| Li Po | |
|---|---|
| Born | 701 Sui Ye |
| Died | 762 Dangtu |
| Occupation(s) | Poet |
| Nationality | Chinese |
| Writing period | Tang dynasty |
Li Po (more correctly, Li Bai; 李白, Lǐ Bái; or Lǐ Bó) (701 – 762) was a Chinese poet. He was part of the group of Chinese scholars called the "Eight Immortals of the Wine Cup" in a poem by fellow poet Du Fu. Li Bai is often regarded, along with Du Fu, as one of the two greatest poets in China's literary history.
According to the hearsay of his time, Li Po committed suicide by drowning while drunk on rice wine, his last moments spent trying to hold the reflection of the moon in the Yangtze River.
Adapted from The Works of Li Po, the Chinese Poet, done into English verse by Shigeyoshi Obata. E. P. Dutton & Co, New York, 1922.
The living is a passing traveler;
The dead, a man come home.
One brief journey between heaven and earth,
Then, alas! we are the same old dust of ten thousand ages.
The rabbit in the moon pounds the elixir in vain;
Fu-sang, the tree of immortality, has crumbled to kindling wood.
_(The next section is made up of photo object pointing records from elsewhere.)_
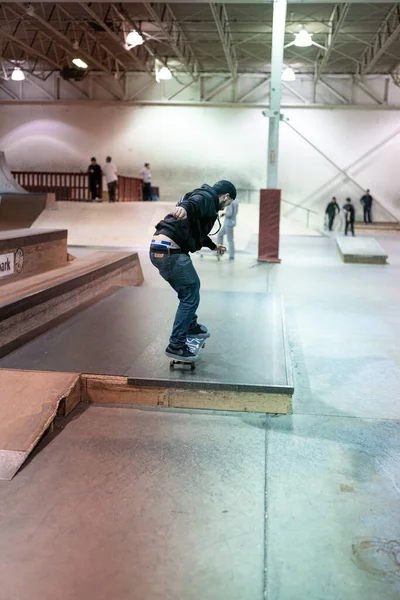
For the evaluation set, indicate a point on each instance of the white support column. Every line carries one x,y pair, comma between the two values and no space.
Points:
278,41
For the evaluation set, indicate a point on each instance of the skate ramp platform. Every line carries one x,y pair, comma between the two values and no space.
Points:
8,185
361,250
29,403
19,208
19,211
118,344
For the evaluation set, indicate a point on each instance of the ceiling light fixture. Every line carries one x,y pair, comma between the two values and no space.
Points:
78,62
288,74
18,74
303,39
133,39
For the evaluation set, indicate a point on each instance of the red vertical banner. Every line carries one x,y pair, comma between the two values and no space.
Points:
268,235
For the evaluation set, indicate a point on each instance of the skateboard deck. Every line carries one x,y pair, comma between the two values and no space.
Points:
195,345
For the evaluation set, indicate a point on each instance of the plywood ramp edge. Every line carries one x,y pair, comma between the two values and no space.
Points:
117,390
29,403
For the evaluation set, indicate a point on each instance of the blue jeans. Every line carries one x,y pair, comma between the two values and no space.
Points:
228,231
181,275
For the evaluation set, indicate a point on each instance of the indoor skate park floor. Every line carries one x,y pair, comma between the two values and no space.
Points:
127,503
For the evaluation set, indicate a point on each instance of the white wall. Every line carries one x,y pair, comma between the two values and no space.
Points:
187,146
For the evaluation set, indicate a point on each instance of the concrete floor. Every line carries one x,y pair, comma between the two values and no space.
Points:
141,504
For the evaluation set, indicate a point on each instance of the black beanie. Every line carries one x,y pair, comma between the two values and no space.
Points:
225,187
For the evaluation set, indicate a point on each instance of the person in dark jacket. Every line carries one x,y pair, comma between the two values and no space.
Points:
95,179
332,210
350,215
366,201
186,230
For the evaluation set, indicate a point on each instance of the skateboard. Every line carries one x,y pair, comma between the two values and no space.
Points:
195,345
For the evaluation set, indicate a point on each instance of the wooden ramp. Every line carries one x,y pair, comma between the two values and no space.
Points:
29,402
361,250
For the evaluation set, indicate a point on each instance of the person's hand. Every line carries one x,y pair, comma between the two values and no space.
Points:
179,213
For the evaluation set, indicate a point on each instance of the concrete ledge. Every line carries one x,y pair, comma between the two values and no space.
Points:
30,307
120,390
361,250
33,251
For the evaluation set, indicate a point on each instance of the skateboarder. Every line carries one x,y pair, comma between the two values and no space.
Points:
366,201
95,177
332,210
350,215
186,230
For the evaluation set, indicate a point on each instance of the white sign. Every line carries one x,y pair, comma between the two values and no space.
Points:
6,264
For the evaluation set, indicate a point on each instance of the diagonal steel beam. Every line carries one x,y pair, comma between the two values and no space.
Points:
165,19
123,14
334,92
295,92
136,61
88,41
244,97
222,86
336,21
9,92
32,52
367,91
29,49
225,35
39,87
388,32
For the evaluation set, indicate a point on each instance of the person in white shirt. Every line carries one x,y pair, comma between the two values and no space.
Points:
231,212
146,177
111,175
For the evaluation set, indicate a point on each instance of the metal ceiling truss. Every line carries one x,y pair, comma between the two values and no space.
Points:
224,31
336,21
144,51
388,32
131,56
96,54
165,19
210,89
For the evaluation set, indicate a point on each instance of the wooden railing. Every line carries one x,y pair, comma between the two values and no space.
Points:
75,186
130,189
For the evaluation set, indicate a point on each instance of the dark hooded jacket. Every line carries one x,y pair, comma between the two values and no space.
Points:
191,234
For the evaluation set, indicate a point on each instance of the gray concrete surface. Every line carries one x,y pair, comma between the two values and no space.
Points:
100,511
Man dies, his white bones are dumb without a word
While the green pines feel the coming of the spring.
Looking back, I sigh; looking before, I sigh again.
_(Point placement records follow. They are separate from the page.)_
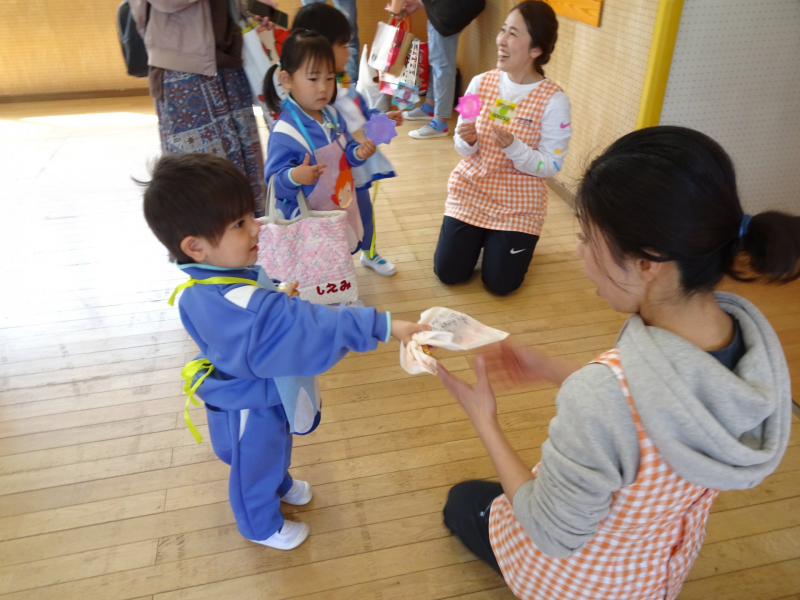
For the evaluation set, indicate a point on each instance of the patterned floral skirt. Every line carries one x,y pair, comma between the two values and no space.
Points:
198,113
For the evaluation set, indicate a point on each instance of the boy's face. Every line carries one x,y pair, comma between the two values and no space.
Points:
238,246
341,54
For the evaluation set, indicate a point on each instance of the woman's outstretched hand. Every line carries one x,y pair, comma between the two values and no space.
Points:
477,400
528,365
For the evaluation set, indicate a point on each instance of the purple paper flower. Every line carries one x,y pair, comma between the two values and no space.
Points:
469,106
380,129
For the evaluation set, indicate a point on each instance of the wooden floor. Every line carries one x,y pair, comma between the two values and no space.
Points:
103,492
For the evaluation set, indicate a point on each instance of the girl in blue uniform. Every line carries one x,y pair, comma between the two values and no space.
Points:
310,147
333,26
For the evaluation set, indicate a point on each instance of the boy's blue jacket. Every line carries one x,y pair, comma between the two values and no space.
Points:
252,334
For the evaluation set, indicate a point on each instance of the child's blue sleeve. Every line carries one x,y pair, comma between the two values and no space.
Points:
352,146
289,336
284,153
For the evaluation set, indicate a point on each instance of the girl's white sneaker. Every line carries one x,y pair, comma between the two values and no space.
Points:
290,536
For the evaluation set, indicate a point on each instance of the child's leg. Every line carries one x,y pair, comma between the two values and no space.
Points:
259,471
369,254
368,219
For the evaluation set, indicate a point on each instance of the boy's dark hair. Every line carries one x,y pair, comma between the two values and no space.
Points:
194,195
669,194
301,46
542,24
326,20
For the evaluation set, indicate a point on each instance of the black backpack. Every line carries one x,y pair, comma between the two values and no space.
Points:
449,17
133,50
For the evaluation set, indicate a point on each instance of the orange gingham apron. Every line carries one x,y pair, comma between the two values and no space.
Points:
485,189
642,550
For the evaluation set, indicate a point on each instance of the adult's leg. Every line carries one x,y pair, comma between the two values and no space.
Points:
348,7
506,258
466,514
457,251
259,471
442,53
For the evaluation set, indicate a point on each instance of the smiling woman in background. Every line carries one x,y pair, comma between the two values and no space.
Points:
497,199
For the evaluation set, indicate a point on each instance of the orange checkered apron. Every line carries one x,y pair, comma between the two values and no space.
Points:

What is there to prize in the life's vaporous glory?
Chuang Tzu in dream became a butterfly,
And the butterfly became Chuang Tzu at waking.
Which was the real — the butterfly or the man?
Who can tell the end of the endless changes of things?
The water that flows into the depth of the distant sea
Returns in time to the shallows of a transparent stream.
The man, raising melons outside the green gate of the city,
Was once the Prince of the East Hill.
So must rank and riches vanish.
You know it, still you toil and toil—what for?